Shinigami and I are used to it.

I tried to compose myself, looking at the ceiling…thinking.

"You know, I was thinking today…all of this would not have happened if Heero had stayed with me… And the pills, all the pills, I CAN'T take the goddamned pills anymore…they - don't - work! " I banged my head against the back of the sofa, and covered my face.

"Duo, do you need us to come visit you?"

Yes.

No.

"I have a better plan." I paused. "I was thinking that we could get married on Earth and we would have this giant reception…and invite a lot of people…Richard would like that. He loves big parties. In like a month. Like I said, he may not have much longer."

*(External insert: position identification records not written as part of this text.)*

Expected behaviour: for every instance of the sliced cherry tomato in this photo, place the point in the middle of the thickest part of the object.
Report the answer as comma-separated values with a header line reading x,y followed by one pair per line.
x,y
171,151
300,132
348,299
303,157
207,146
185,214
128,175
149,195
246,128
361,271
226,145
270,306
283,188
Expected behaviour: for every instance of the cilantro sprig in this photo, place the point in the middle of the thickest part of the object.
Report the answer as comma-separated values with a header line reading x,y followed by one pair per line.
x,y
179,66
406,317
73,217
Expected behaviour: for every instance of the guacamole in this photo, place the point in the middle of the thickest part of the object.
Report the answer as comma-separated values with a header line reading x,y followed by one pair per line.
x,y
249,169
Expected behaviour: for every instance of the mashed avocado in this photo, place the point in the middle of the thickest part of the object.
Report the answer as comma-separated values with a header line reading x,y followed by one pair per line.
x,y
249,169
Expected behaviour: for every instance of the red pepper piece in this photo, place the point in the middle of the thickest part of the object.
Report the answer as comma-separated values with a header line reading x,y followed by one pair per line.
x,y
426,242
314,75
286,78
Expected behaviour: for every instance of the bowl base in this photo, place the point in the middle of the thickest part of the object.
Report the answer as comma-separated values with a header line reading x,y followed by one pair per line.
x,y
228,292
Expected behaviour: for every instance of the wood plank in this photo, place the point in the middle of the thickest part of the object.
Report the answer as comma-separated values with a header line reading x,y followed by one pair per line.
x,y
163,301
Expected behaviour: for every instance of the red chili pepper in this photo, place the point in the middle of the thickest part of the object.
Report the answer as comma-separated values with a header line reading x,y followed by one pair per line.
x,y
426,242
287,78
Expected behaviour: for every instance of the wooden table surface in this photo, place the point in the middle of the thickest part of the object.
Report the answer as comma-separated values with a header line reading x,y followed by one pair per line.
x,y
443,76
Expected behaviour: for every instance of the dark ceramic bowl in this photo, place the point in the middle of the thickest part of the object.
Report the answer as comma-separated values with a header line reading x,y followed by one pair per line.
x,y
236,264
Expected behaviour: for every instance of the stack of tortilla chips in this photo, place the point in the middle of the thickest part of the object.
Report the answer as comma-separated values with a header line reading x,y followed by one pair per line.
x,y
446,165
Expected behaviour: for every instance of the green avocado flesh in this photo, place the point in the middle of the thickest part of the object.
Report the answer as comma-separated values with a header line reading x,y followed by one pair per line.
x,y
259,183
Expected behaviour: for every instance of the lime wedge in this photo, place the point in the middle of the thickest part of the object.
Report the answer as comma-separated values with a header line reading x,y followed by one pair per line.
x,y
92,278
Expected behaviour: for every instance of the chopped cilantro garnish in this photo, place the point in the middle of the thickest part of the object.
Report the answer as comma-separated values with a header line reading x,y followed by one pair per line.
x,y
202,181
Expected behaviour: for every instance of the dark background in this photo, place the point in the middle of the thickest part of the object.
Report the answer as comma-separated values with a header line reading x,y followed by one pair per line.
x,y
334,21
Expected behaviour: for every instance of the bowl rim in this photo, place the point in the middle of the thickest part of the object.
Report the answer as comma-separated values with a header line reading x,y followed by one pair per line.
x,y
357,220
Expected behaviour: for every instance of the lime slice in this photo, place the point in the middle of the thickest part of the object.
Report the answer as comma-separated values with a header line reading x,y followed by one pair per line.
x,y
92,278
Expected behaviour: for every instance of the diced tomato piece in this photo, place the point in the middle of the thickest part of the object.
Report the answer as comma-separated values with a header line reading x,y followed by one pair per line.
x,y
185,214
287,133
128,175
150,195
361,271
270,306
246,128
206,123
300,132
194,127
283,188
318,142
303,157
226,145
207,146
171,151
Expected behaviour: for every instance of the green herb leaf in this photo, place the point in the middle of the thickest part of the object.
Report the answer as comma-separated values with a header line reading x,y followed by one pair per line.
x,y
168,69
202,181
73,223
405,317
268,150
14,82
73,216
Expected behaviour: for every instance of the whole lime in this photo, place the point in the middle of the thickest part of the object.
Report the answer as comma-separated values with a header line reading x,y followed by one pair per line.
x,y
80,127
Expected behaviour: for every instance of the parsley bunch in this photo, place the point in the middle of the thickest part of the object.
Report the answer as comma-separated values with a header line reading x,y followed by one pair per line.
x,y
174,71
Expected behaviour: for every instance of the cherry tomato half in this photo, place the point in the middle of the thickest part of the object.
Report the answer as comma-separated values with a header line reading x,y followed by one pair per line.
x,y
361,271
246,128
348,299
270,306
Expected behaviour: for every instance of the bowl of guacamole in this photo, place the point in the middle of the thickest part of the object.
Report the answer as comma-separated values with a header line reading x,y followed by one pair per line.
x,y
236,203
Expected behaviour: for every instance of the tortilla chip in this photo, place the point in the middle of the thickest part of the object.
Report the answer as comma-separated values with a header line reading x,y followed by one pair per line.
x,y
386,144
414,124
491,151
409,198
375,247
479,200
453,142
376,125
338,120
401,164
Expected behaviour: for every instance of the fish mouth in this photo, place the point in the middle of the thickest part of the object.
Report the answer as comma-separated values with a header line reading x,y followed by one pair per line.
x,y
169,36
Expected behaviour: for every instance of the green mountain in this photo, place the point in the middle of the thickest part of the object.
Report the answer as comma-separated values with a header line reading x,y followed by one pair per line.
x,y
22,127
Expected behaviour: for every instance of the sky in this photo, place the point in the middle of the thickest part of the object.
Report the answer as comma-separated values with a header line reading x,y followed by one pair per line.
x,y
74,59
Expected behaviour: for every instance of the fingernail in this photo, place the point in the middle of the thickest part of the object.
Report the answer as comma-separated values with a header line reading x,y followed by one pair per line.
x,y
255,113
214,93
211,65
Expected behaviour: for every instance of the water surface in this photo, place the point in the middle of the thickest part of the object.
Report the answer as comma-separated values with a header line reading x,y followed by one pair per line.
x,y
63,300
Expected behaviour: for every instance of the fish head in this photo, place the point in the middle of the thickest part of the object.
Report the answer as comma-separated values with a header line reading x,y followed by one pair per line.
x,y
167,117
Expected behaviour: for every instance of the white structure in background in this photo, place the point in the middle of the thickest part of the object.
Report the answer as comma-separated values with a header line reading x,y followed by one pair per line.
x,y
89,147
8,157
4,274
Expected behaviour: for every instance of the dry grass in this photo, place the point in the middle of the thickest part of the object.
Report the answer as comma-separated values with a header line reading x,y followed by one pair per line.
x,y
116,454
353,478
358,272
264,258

Yeah…he would like that…glitz, extravagance.

"I am willing to do whatever you want, at one condition."

"Oh! There is a price? Ok Quatre. But you can only have my ass for one night. I'm gonna be a married man soon, remember?"

He gasped.

"WHAT? No! That's not what I…You sicko…" I laughed for the first time that evening.

"That's ok. Seeing the look Clowny's been throwing me all evening, if I so much lay a finger on you I'm as good as dead."